We worked together to wash my mom’s jeep.
These benefits can also come with a price. The challenge of having a disabled sibling can put mental and financial stress on the sibling and their families. Siblings also have a higher chance of developing mental illness as a result of these stresses. Siblings of a disabled child are more likely to be jealous, resentful and angry. “Why me?” becomes a question asked by the entire family. Siblings of a disabled child may even be too young to understand the gravity of the situation and may lash out as a result. Another common problem of having a sibling with disabilities is not have enough time with parents, mostly because of the large amount of medical problems someone with disabilities can have. Disturbingly, there also tends to be an increase in violence among siblings. Issues like violence and overwhelming stress need to be addressed immediately.
By Sarah Peralta
Fortunately, there are many ways to avoid and resolve many of these challenges. Experts recommend having one-on-one time with non-disabled children in the family. Finding something special to do with your non-disabled children will reduce the jealousy and resentment. Keeping the lines of communication open is so important. Siblings of a disabled child need to be able to vent and express their feelings openly, which gives them a voice in a situation they have no control over. Even with the most helpful and mature sibling, it is important to make sure they are given the opportunity to just be a kid. It is important that siblings of a disabled child are not given too much responsibility and given frequent breaks. Most important, all children, abled and disabled just need love and acceptance from parents.
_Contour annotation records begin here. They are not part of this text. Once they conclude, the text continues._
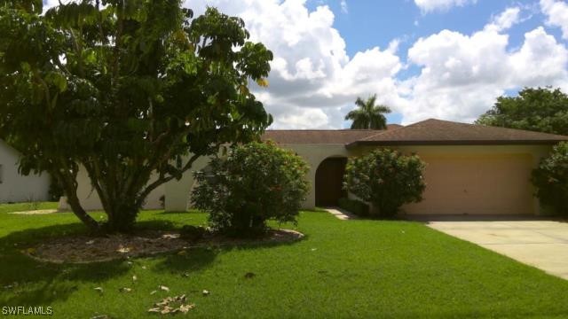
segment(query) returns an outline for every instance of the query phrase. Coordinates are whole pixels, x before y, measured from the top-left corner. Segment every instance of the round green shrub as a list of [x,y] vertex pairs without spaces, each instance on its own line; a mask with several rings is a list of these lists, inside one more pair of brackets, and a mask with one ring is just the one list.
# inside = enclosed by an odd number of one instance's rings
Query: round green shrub
[[556,145],[540,160],[531,181],[540,203],[552,206],[558,214],[568,215],[568,142]]
[[214,159],[195,173],[192,200],[209,214],[209,224],[233,236],[263,233],[266,222],[296,222],[309,191],[308,165],[272,143],[234,147],[226,159]]
[[419,202],[426,188],[425,164],[417,155],[379,149],[347,161],[343,186],[373,204],[374,214],[393,217],[405,203]]

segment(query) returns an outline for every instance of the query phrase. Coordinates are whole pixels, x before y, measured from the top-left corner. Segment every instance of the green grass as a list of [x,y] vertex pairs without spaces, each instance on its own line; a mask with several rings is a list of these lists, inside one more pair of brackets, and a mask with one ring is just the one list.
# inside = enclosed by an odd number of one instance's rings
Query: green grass
[[36,209],[57,209],[57,202],[0,204],[0,214],[23,212]]
[[[142,226],[162,228],[205,219],[162,212],[139,218]],[[297,229],[306,238],[293,244],[193,249],[131,266],[52,265],[20,250],[83,231],[71,214],[0,214],[0,307],[51,306],[60,318],[157,317],[146,313],[153,303],[185,293],[196,305],[192,318],[568,316],[568,281],[417,222],[344,222],[303,212]],[[256,276],[245,278],[248,272]],[[159,284],[170,292],[151,295]],[[204,289],[210,295],[202,296]]]

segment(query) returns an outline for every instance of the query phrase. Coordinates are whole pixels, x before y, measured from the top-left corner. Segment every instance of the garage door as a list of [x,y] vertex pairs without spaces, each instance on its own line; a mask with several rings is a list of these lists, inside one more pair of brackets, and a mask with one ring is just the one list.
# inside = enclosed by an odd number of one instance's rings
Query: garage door
[[533,213],[529,154],[421,155],[426,191],[408,214],[521,214]]

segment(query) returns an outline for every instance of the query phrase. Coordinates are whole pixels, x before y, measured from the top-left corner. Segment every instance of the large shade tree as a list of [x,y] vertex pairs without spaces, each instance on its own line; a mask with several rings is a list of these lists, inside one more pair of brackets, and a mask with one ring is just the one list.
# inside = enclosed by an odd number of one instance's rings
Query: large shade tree
[[376,105],[376,94],[367,100],[357,97],[355,105],[358,108],[345,115],[345,120],[353,121],[351,129],[385,129],[387,128],[387,119],[384,114],[390,113],[390,108]]
[[517,97],[500,97],[477,124],[568,135],[568,96],[560,89],[525,88]]
[[[0,0],[0,137],[91,230],[130,230],[153,190],[272,122],[248,83],[266,85],[272,54],[242,19],[177,0],[66,3]],[[79,169],[105,224],[79,202]]]

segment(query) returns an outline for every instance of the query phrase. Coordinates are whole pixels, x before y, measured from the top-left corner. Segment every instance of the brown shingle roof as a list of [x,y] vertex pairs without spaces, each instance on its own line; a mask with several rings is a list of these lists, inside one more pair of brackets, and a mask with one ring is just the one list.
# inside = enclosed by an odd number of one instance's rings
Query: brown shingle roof
[[[388,124],[387,130],[402,128]],[[270,129],[262,136],[263,141],[279,144],[347,144],[386,130],[377,129]]]
[[350,144],[540,144],[568,141],[568,136],[430,119],[398,129],[383,131]]

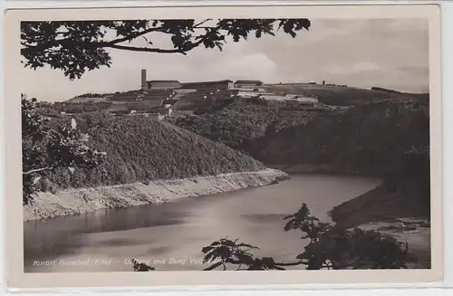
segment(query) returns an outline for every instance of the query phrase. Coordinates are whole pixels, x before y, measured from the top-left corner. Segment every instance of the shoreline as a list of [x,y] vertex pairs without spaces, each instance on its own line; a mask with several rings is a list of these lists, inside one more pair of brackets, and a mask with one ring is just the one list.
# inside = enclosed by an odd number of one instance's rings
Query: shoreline
[[247,187],[257,187],[290,178],[278,169],[237,172],[181,179],[65,189],[42,192],[24,206],[24,222],[76,215],[101,209],[167,203],[178,198],[198,197]]
[[429,215],[416,200],[390,194],[381,185],[332,208],[332,220],[344,228],[373,230],[409,243],[409,253],[415,255],[410,268],[430,268],[431,225]]

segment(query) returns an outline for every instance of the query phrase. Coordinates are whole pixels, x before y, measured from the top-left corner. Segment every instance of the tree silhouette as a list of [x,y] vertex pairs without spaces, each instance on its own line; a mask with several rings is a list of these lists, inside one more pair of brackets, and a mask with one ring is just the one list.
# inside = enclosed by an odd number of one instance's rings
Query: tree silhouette
[[[207,19],[195,20],[134,20],[134,21],[67,21],[23,22],[21,24],[21,54],[24,67],[37,69],[50,66],[73,80],[87,71],[111,65],[109,49],[158,53],[187,54],[199,46],[222,50],[226,37],[233,42],[250,36],[275,35],[282,29],[293,37],[308,30],[308,19]],[[160,48],[153,44],[149,34],[167,35],[173,46]],[[112,37],[110,37],[112,36]],[[143,46],[130,45],[142,39]],[[102,154],[92,150],[81,141],[76,130],[50,129],[36,113],[35,100],[23,98],[23,161],[24,201],[35,192],[36,175],[57,167],[97,166]],[[345,268],[406,268],[407,243],[377,232],[347,230],[336,224],[321,223],[312,216],[305,204],[285,217],[285,231],[304,234],[308,243],[293,263],[279,263],[271,257],[256,258],[256,246],[237,240],[220,239],[204,247],[204,262],[211,263],[206,270],[232,266],[236,270],[284,270],[304,264],[307,269]],[[132,260],[134,271],[155,270]]]
[[[23,22],[21,24],[22,62],[32,69],[49,65],[70,79],[87,72],[110,67],[109,49],[157,53],[181,53],[198,47],[222,50],[230,36],[233,42],[251,35],[275,35],[279,30],[293,37],[308,30],[308,19],[206,19]],[[166,35],[172,48],[160,48],[152,33]],[[112,36],[112,37],[111,37]],[[142,39],[142,46],[130,43]]]

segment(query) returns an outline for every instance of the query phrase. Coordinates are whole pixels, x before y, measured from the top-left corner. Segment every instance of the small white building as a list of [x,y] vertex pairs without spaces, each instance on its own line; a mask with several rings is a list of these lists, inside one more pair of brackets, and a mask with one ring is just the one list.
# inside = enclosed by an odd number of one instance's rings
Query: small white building
[[268,100],[286,100],[285,96],[279,96],[276,94],[262,94],[260,98]]

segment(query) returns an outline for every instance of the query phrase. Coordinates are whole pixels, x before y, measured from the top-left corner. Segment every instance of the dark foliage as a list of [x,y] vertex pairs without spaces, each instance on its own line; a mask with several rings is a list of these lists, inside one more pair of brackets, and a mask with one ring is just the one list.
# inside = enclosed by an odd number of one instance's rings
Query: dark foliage
[[[292,263],[281,263],[272,257],[257,258],[253,250],[258,247],[222,238],[202,248],[203,262],[210,263],[205,271],[284,270],[290,266],[304,265],[307,270],[321,269],[401,269],[413,260],[409,244],[389,235],[359,228],[347,230],[336,224],[322,223],[311,215],[305,204],[294,214],[284,217],[284,231],[299,231],[306,242]],[[144,263],[141,263],[144,264]],[[154,270],[146,265],[141,271]],[[134,267],[134,270],[137,269]]]
[[178,118],[175,124],[207,138],[239,148],[245,141],[265,137],[283,129],[304,125],[312,112],[268,110],[255,104],[230,105],[197,117]]
[[[109,49],[186,54],[198,46],[222,50],[228,36],[239,42],[252,36],[274,35],[281,29],[295,37],[298,31],[309,27],[308,19],[22,22],[21,54],[25,67],[49,65],[75,79],[87,71],[110,67]],[[111,33],[115,37],[109,39]],[[173,47],[156,47],[149,39],[151,33],[167,34]],[[142,39],[142,46],[129,44],[138,38]]]
[[[225,145],[185,129],[141,116],[83,114],[74,117],[90,135],[93,148],[106,153],[101,166],[48,176],[61,187],[84,187],[181,178],[264,167],[258,161]],[[69,118],[53,120],[55,126]]]

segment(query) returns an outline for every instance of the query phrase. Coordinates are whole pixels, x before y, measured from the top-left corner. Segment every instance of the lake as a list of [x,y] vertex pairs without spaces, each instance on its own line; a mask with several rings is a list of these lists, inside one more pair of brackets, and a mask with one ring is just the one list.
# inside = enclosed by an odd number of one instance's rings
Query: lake
[[100,210],[24,224],[25,272],[125,272],[130,259],[157,270],[202,270],[202,247],[223,237],[260,247],[258,256],[292,262],[304,245],[283,218],[306,203],[327,212],[381,183],[374,178],[299,175],[263,187],[161,205]]

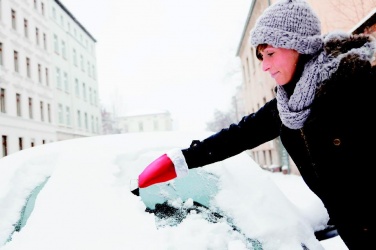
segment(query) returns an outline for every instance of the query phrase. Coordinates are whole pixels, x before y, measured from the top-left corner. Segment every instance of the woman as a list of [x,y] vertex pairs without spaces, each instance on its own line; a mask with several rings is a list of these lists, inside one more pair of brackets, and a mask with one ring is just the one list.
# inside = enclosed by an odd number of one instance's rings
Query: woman
[[370,37],[334,32],[303,0],[269,6],[250,34],[276,98],[238,124],[173,149],[139,176],[139,187],[187,174],[280,136],[349,249],[374,248],[376,69]]

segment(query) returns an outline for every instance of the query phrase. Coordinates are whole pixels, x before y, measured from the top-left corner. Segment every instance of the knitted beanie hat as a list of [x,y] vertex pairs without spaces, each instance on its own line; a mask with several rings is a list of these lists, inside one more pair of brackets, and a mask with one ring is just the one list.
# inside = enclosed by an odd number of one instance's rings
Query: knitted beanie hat
[[320,20],[305,0],[279,0],[257,19],[250,42],[314,54],[323,46]]

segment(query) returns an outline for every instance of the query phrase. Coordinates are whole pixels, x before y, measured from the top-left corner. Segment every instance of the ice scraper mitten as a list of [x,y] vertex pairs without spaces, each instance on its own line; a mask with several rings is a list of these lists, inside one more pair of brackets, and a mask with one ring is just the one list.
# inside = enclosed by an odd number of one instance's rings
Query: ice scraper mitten
[[166,182],[188,174],[188,165],[180,149],[173,149],[150,163],[138,177],[138,187]]

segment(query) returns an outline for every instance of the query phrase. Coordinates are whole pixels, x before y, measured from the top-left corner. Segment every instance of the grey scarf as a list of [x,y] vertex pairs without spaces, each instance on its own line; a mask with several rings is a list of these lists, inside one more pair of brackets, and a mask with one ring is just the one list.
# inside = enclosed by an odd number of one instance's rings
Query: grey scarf
[[[331,33],[323,37],[323,43],[333,38],[349,37],[346,33]],[[315,98],[316,89],[323,81],[337,71],[341,59],[349,54],[357,54],[362,60],[371,61],[375,53],[374,42],[368,42],[360,48],[354,48],[334,57],[323,49],[305,66],[290,99],[282,86],[277,86],[277,107],[282,123],[291,129],[300,129],[310,114],[310,106]]]

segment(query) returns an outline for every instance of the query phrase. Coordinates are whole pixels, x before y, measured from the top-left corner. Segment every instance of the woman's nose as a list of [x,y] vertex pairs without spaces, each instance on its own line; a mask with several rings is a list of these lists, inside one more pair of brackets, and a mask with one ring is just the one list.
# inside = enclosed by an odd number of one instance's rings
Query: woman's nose
[[266,60],[262,60],[261,65],[262,65],[262,70],[263,71],[268,71],[269,68],[270,68],[270,64]]

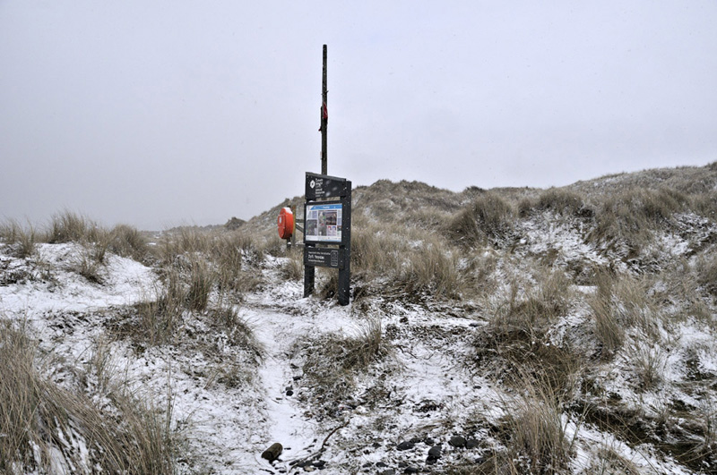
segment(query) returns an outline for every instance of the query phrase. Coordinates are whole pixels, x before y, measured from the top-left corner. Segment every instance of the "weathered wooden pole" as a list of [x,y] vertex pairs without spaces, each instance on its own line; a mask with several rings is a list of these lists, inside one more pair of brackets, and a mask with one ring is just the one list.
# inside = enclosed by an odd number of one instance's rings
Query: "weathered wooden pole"
[[329,91],[326,89],[326,45],[324,45],[324,71],[321,75],[321,174],[329,174],[329,152],[326,132],[329,125]]
[[[326,45],[324,45],[324,68],[321,73],[321,174],[328,174],[329,158],[326,148],[326,132],[329,124],[328,95],[326,88]],[[306,232],[306,219],[304,216],[304,230]],[[315,278],[315,269],[314,266],[304,266],[304,297],[308,297],[314,293],[314,281]]]

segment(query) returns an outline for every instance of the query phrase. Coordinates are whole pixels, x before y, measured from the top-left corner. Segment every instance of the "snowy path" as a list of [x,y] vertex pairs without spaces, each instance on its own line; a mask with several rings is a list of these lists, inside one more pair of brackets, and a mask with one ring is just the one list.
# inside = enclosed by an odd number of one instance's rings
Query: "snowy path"
[[[245,310],[241,317],[254,328],[255,335],[264,350],[264,358],[258,369],[262,385],[263,403],[262,411],[266,420],[263,448],[280,443],[284,447],[280,460],[270,464],[261,458],[261,451],[255,456],[255,468],[274,473],[289,470],[289,463],[307,458],[316,452],[321,444],[323,431],[313,420],[304,416],[305,409],[291,393],[296,391],[289,351],[302,337],[315,335],[326,331],[341,331],[352,327],[348,318],[337,312],[287,315],[265,309]],[[289,394],[289,395],[288,395]]]

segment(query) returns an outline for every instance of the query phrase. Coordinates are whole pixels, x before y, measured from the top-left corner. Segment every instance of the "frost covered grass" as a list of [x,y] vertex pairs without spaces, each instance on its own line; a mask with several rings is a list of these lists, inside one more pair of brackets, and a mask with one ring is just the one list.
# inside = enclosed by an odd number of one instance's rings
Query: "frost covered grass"
[[369,319],[355,335],[330,333],[298,342],[294,352],[303,356],[303,376],[311,385],[317,409],[334,415],[355,388],[358,375],[389,352],[382,337],[381,321]]

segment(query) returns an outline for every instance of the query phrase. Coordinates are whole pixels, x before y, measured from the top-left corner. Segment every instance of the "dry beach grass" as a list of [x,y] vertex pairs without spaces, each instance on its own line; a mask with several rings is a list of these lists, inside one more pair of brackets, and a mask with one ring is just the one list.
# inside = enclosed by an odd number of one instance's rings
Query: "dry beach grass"
[[[0,368],[0,471],[51,472],[64,460],[79,472],[241,473],[203,452],[193,414],[173,409],[185,396],[166,388],[206,404],[229,394],[268,424],[261,369],[278,364],[298,393],[280,403],[323,428],[310,461],[324,457],[332,473],[713,472],[716,189],[715,164],[545,191],[358,187],[347,310],[333,301],[332,272],[301,299],[301,254],[274,236],[276,209],[230,230],[160,236],[71,212],[45,227],[5,222],[0,290],[62,293],[61,280],[77,276],[99,292],[129,266],[117,256],[153,278],[101,310],[85,360],[58,344],[73,326],[52,323],[82,311],[26,308],[25,318],[4,304],[0,352],[13,364]],[[51,260],[48,246],[60,245],[75,257]],[[287,318],[276,327],[289,328],[275,336],[291,344],[283,350],[266,347],[269,312]],[[147,371],[165,355],[174,382],[147,376],[137,392],[113,352]],[[475,443],[450,444],[457,434]]]

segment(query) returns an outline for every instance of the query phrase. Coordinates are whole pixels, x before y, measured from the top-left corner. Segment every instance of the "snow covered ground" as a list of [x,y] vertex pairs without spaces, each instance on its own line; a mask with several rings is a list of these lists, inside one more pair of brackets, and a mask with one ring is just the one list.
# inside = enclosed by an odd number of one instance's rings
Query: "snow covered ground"
[[[608,260],[604,251],[586,243],[581,229],[564,222],[534,219],[523,226],[518,259],[549,254],[562,268]],[[694,236],[665,234],[657,251],[673,259],[686,256],[694,242]],[[340,307],[303,298],[301,284],[279,272],[288,259],[267,255],[259,266],[264,284],[235,303],[253,330],[257,354],[233,347],[201,312],[183,317],[173,343],[138,350],[112,328],[133,305],[157,298],[161,284],[155,271],[109,254],[100,281],[92,282],[78,273],[82,252],[75,243],[39,244],[35,255],[18,259],[0,244],[0,318],[30,324],[42,350],[57,357],[53,380],[67,387],[77,387],[69,369],[84,367],[104,348],[108,366],[118,377],[157,407],[171,407],[171,426],[187,441],[179,471],[440,473],[479,464],[505,449],[501,421],[522,394],[471,362],[474,334],[488,320],[488,301],[412,303],[376,296]],[[532,279],[527,274],[523,278]],[[499,292],[506,288],[505,282],[498,286]],[[590,295],[595,287],[573,290]],[[581,301],[555,324],[557,344],[582,341],[579,328],[587,325],[587,310]],[[350,375],[348,396],[337,398],[332,411],[325,405],[319,409],[315,388],[303,373],[311,342],[323,335],[359,336],[371,321],[380,322],[384,353]],[[703,408],[709,427],[717,408],[713,327],[687,316],[655,331],[661,344],[653,347],[628,333],[627,350],[612,362],[595,365],[593,380],[603,386],[606,398],[618,399],[635,417],[652,420],[661,413],[674,419],[674,434],[666,439],[684,432],[677,406]],[[659,360],[654,388],[638,388],[634,352],[643,360]],[[693,384],[695,374],[712,383]],[[717,471],[713,465],[690,468],[654,444],[616,436],[583,416],[579,411],[561,416],[574,473]],[[274,443],[283,452],[270,463],[261,455]],[[613,459],[609,466],[606,461]]]

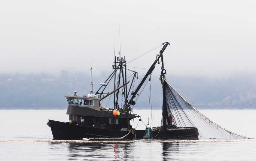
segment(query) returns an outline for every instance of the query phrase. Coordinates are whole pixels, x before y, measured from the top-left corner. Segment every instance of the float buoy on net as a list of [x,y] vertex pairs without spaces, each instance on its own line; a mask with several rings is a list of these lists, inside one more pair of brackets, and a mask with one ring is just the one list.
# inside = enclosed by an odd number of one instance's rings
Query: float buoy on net
[[117,111],[116,110],[113,110],[113,114],[114,116],[116,116],[117,114]]

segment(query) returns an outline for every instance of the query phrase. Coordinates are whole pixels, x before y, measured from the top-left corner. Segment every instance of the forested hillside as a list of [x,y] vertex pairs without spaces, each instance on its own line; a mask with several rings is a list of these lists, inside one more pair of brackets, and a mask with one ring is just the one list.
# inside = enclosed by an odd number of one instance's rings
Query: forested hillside
[[[104,73],[103,75],[95,77],[95,91],[99,87],[99,83],[104,82],[108,76]],[[142,76],[139,75],[136,83]],[[256,79],[254,75],[238,74],[225,79],[166,76],[172,87],[197,108],[256,109]],[[150,82],[154,109],[157,104],[157,109],[161,109],[162,106],[161,86],[158,78],[152,77]],[[2,74],[0,74],[0,108],[66,108],[67,102],[64,96],[69,95],[71,84],[70,95],[73,95],[75,91],[81,96],[90,94],[90,75],[78,73],[70,74],[64,70],[58,76],[44,73]],[[151,108],[149,104],[149,83],[138,99],[135,108]],[[102,105],[112,107],[111,100],[105,99]]]

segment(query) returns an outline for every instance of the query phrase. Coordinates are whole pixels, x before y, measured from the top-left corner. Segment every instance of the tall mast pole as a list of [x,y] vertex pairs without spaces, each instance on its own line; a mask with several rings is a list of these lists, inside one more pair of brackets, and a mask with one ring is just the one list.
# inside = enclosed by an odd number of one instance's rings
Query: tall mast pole
[[[116,70],[116,56],[115,56],[115,65],[114,66],[114,68],[115,68],[115,70]],[[115,72],[115,73],[114,74],[115,74],[115,78],[114,78],[114,89],[116,89],[116,72]],[[116,104],[116,91],[115,91],[115,93],[114,93],[114,108],[115,108],[115,105]]]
By Brian Skotko, Susan P. Levine
Seeking out family counseling is important for all family members. A counseling setting can give siblings of a disabled child a voice in a safe environment. Professionals can provide insight and advice to keep the family unit intact and to promote a healthy relationship between siblings. Seeking out support groups can also be beneficial for siblings of a disabled child. If support groups are not available, find other families in your area with similar issues and coordinate family outings. Meeting others in the same situation can provide support to siblings of a disabled child.
My brother loves to eat!
I would like to dedicate this blog to my brother, Nghia. He has taught me so much about strength and overcoming challenges. He has made me a better person.